Арчибалд Кронин - Замок Броуди
— Ох, правда, Агнес! Суждено мне проглотить и эту горькую пилюлю. Должна вам сказать, никогда я не была высокого мнения о Мэри и оценила ее только тогда, когда ее лишилась. Но я постараюсь забыть ее, если смогу, и думать о тех, кто у меня остался. — Она тяжко вздохнула. — Что такое с нашим бедным Мэтом, ума не приложу! Меня просто убивает эта неизвестность.

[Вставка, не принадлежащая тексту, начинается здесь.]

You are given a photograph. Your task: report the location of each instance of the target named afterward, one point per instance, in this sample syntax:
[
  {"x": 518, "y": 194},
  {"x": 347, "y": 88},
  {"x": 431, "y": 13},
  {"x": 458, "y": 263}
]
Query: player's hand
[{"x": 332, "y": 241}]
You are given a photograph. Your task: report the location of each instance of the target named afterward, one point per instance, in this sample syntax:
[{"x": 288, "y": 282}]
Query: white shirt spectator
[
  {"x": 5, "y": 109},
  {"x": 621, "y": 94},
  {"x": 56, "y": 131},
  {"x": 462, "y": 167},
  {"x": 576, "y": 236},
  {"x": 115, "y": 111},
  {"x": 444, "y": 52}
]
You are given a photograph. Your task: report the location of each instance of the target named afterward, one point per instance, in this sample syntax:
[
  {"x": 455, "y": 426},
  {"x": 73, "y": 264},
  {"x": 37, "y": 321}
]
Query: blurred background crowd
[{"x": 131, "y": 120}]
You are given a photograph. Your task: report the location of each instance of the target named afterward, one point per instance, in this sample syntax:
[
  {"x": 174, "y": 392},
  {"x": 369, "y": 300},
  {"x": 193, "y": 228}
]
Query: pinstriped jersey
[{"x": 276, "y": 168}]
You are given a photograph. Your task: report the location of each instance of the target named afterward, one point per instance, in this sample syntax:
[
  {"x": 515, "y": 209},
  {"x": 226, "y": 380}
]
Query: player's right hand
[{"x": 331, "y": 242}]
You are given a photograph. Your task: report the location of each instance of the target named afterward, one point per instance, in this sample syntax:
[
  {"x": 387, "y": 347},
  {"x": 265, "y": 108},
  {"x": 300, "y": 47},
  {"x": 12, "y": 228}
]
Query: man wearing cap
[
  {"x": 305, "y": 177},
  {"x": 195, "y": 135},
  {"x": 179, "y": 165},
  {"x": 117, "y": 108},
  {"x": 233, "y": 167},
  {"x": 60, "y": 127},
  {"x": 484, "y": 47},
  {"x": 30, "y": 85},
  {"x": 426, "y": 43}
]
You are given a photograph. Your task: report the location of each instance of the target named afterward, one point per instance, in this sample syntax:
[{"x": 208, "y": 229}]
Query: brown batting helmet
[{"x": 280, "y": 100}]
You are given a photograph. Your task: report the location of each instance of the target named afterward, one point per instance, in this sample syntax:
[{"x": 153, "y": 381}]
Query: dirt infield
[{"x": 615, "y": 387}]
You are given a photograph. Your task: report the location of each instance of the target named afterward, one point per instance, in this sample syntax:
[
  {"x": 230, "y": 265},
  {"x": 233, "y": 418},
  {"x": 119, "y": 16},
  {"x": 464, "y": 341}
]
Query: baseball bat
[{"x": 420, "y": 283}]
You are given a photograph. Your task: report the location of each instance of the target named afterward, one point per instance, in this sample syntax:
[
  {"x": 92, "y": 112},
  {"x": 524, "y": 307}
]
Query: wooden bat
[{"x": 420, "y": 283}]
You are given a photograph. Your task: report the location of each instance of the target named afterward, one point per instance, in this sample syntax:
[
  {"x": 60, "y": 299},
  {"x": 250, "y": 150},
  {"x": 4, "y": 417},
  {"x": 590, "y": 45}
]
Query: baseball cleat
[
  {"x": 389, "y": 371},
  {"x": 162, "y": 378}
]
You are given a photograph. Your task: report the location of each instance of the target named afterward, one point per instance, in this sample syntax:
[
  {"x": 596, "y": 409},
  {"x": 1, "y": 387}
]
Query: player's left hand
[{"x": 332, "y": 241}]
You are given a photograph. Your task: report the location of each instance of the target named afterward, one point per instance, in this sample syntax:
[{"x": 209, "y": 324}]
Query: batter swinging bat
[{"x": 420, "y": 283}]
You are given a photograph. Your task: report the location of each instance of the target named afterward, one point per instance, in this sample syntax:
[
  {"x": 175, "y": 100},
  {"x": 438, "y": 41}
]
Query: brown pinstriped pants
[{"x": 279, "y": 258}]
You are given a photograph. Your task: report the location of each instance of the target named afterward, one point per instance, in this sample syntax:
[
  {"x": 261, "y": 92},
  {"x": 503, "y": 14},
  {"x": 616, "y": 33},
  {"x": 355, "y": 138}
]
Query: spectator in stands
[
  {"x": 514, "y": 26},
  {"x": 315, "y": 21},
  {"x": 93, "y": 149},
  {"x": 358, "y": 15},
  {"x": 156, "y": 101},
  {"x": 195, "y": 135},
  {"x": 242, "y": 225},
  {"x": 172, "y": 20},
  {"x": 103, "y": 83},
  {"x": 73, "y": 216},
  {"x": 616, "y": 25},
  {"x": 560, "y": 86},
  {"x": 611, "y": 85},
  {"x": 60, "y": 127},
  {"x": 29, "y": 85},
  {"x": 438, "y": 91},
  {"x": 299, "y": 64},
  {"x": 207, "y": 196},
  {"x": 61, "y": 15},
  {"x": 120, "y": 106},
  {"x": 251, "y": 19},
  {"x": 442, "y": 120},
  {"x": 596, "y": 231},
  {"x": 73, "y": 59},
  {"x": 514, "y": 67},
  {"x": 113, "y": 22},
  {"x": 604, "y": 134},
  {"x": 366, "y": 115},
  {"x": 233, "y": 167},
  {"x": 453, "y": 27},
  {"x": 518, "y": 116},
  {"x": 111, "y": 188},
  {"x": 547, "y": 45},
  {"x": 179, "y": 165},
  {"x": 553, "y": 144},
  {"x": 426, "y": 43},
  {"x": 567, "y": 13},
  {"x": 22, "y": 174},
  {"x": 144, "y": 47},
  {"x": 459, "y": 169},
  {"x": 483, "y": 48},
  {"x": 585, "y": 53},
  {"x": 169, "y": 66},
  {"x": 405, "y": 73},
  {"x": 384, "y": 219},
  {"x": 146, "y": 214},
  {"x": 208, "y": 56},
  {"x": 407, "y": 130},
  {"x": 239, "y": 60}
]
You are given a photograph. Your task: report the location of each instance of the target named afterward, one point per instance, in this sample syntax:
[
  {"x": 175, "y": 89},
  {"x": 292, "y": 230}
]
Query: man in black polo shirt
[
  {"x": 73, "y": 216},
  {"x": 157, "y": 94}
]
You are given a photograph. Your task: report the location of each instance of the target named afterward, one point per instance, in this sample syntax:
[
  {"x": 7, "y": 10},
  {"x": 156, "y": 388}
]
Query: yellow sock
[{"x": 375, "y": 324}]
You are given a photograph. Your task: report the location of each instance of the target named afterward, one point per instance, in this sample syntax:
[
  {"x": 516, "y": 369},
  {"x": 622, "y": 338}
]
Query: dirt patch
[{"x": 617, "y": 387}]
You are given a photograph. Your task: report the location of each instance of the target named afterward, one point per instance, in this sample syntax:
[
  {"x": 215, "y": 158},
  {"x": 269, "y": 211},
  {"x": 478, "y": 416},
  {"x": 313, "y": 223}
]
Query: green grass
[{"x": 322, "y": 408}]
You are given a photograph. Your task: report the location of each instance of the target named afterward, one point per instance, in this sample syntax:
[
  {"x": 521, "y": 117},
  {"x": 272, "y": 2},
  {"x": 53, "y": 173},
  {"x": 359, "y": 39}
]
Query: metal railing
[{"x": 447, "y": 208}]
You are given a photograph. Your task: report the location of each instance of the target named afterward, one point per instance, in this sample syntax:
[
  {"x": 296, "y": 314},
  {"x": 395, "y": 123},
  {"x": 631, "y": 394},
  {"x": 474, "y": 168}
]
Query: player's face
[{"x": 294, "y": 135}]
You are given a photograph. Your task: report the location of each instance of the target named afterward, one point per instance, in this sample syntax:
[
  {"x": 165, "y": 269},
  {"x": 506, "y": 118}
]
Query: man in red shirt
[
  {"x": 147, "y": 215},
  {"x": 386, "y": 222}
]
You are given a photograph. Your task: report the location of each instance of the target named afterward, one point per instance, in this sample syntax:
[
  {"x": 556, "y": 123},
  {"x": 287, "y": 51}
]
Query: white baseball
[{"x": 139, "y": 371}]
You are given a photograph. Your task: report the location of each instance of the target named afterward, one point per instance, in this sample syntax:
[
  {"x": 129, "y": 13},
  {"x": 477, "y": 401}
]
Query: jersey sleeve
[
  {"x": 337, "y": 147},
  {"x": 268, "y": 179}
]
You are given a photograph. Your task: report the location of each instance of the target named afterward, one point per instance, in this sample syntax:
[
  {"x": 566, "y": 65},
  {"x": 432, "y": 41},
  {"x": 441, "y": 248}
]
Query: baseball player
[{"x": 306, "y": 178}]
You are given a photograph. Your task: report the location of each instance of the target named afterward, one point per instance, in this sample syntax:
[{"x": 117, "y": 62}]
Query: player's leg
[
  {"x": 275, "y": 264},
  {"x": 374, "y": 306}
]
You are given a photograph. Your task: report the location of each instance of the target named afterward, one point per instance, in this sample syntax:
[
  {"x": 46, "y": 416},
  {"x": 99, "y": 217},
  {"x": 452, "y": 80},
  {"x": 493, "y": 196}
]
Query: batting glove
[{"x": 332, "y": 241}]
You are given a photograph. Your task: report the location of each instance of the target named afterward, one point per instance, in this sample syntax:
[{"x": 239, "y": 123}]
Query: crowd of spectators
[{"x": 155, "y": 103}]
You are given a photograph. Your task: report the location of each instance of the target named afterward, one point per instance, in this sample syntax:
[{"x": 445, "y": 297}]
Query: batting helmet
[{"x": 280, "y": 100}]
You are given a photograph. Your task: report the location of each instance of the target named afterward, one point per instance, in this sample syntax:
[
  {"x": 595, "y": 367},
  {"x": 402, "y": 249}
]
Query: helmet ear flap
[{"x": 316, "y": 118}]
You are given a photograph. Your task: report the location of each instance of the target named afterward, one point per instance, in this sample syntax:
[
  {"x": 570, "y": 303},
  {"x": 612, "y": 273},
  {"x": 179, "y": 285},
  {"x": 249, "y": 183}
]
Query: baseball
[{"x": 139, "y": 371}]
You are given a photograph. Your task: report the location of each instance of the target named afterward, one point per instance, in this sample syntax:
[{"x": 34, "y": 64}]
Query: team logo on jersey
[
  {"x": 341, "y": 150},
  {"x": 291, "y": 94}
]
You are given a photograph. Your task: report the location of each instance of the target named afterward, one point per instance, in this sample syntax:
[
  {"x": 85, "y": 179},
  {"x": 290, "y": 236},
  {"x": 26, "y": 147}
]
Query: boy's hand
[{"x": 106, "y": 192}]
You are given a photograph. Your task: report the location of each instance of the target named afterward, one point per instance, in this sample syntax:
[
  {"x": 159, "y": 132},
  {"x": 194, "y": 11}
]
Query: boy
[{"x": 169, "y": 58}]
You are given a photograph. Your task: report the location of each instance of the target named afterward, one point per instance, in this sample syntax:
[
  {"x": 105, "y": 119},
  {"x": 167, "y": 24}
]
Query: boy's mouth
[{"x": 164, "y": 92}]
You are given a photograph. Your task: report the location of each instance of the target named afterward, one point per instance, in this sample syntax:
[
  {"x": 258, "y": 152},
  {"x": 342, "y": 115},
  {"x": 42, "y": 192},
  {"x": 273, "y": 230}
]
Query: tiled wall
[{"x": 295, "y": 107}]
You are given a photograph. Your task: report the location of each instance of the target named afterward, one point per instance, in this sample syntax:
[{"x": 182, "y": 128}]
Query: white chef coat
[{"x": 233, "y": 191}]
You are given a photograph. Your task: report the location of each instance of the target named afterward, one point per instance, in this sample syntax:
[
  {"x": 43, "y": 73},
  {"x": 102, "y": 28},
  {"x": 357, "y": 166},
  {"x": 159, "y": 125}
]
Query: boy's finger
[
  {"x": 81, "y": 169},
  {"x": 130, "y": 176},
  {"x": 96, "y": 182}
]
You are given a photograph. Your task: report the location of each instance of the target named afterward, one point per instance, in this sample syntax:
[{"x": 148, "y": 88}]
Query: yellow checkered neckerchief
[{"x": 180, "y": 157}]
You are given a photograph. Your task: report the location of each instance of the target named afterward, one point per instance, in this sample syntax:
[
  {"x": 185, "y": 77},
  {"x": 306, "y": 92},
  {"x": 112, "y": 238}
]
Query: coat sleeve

Может быть, он болен, как вы думаете?
Обе женщины перешли теперь к этой столь живо интересующей их теме, и после минутного раздумья мисс Мойр с сомнением покачала головой.
— Он ничего не писал о своем здоровье, — сказала она. — Я знаю, что он раз или два не был на службе, но вряд ли это из-за болезни.
— Может быть, он не хотел нас тревожить, — неуверенно предположила миссис Броуди. — Там и лихорадка свирепствует, и желтуха, и всякие-всякие ужасы в этих жарких странах. Он мог, наконец, получить даже солнечный удар, хотя нам-то здесь, когда кругом такая масса снега, трудно это себе представить. Мэт никогда не отличался крепким здоровьем. — И она непоследовательно прибавила: — У него слабая грудь, и зимою он всегда болел бронхитом, его приходилось очень тепло одевать…
— Ах, мама, — нетерпеливо перебила Агнес, — не будет же он болеть бронхитом в жарком климате! В Калькутте никогда не бывает снега.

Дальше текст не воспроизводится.